Estimating excess mortality at a fine regional scale reveals substantial heterogeneity that national aggregates obscure. Using ASYLL enabled additive assessment across 2020 and 2021, showing that while early hotspots in 2020 were concentrated in northern Italy, southern Switzerland, central Spain, and parts of Poland, the pandemic’s burden shifted in 2021 to an East–West gradient with Eastern Europe bearing the highest losses, especially among men. The ecological analysis suggests that the apparent negative association between baseline life expectancy and excess mortality in pooled data disappears when stratifying by CEE versus Western Europe, indicating that structural regional differences drive observed patterns. Potential contributors to the East–West gap include later epidemic onset in the East, greater vulnerability due to pre-existing health burdens and socioeconomic factors, selective migration, lower compliance with interventions and vaccination, and lower trust in authorities—factors with roots in historical and systemic contexts. Methodologically, the study leverages high-quality vital statistics, validates regional aggregates against HMD, and uses a robust, flexible CP-spline forecasting framework with uncertainty quantification. The focus on 2020–2021 isolates the period when excess mortality was most directly attributable to COVID-19, avoiding confounding from later dynamics (e.g., vaccination uptake, influenza waves in late 2022). Findings emphasise the need for regionally tailored public health responses and rapid measures targeting highly connected transit hubs to slow spread from initial outbreak areas.

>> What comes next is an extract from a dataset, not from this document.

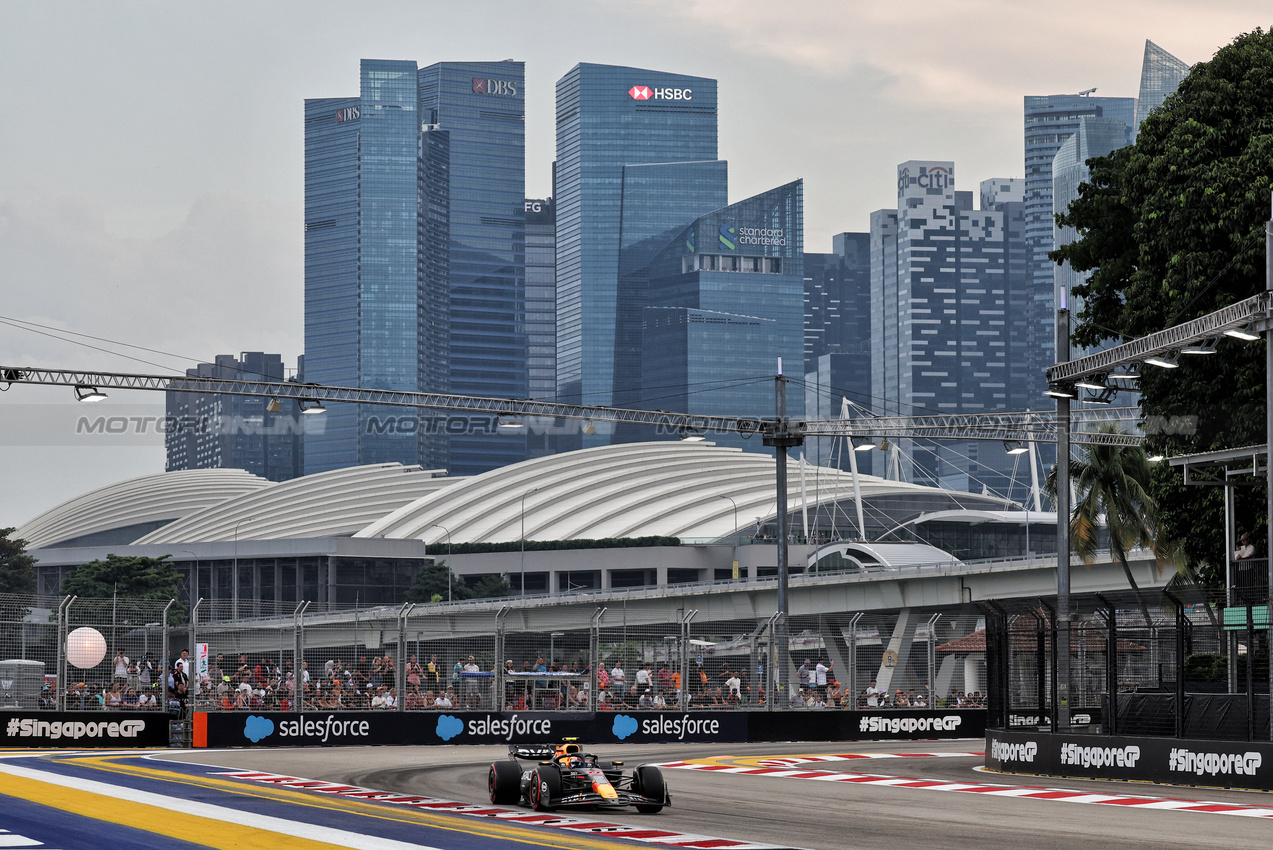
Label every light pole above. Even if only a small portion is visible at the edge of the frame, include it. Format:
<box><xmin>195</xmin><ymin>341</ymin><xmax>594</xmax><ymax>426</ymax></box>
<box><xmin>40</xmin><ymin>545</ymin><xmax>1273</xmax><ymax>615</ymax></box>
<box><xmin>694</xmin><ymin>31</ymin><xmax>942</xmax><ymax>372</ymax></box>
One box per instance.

This study provides a harmonised, cross-country regional assessment of the COVID-19 mortality burden across 569 European regions for 2020 and 2021 using ASYLL and a robust CP-spline forecasting framework. It documents stark spatial disparities, a pronounced shift from localized early hotspots in 2020 to an East–West gradient in 2021, and greater male excess mortality in many regions. The results demonstrate the value of regional analysis for understanding pandemic impacts and informing targeted policies, particularly rapid interventions limiting connectivity at major transit hubs to prevent widespread diffusion. Future research directions include: (1) linking regional excess mortality to contextual factors and policy measures (e.g., social distancing, international isolation, vaccination) through ecological and epidemiological analyses to identify drivers of spatial disparities; (2) comparing COVID-19 excess mortality with other historical mortality crises to contextualize its severity and guide preparedness; and (3) extending models to incorporate spatial dependence and cause-of-death information to capture harvesting effects and refine estimates.
- Spatial dependence not modeled: Regions were modeled independently without explicit spatial autocorrelation, which could reduce uncertainty if incorporated.

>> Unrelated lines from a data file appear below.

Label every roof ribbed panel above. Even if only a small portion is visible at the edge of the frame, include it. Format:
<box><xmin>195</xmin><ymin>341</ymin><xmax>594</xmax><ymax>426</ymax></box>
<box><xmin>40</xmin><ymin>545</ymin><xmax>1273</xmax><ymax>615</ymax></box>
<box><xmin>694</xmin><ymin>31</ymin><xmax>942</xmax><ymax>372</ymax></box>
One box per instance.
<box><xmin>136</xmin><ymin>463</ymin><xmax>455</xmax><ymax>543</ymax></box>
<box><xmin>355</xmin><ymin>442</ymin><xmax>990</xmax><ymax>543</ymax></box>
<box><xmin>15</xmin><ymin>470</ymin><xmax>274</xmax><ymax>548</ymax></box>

- Harvesting effects: The approach does not adjust for potential mortality displacement following initial waves, potentially influencing 2021 estimates.
- Temporal scope: Analyses are limited to 2020–2021 to maintain attribution to COVID-19; inclusion of 2022 would confound interpretation due to vaccination effects and severe influenza waves.

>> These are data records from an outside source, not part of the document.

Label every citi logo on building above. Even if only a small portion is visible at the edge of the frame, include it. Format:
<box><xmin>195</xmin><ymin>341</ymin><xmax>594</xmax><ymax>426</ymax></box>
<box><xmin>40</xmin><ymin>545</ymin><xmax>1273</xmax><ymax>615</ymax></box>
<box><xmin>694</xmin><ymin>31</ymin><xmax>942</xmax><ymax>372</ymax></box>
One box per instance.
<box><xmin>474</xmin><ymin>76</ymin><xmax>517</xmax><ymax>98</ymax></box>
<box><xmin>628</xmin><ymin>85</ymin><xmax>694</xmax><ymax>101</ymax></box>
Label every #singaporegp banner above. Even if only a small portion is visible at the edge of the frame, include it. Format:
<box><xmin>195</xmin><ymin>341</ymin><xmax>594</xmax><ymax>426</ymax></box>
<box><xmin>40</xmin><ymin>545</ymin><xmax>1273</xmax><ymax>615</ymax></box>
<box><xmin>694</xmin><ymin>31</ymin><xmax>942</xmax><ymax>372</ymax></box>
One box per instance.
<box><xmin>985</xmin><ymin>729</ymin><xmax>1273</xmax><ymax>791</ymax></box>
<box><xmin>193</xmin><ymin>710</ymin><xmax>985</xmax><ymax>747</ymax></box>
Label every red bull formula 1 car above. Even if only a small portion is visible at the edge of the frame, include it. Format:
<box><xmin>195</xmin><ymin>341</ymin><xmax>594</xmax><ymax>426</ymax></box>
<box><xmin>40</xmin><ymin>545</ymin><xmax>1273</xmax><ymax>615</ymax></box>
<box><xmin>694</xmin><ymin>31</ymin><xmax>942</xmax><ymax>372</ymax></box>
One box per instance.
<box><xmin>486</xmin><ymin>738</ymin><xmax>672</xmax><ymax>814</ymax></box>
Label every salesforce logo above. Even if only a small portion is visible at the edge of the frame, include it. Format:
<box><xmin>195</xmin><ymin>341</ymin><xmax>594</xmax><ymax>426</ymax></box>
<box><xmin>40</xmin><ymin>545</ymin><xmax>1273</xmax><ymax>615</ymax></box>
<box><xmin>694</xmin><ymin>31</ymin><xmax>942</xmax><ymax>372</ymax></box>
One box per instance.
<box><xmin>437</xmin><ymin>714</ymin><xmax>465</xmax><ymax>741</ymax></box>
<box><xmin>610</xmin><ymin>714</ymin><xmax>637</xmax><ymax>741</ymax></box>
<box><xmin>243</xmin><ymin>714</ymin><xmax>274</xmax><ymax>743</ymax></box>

- Baseline modeling choices: Although CP-splines with optimized time windows are robust, alternative baseline specifications may yield different estimates; sensitivity analyses from other studies suggest potential variability.
- Data structure: Annual (not weekly) data were used; some prior work with weekly data has modeled spatial dependence but operates in a different framework.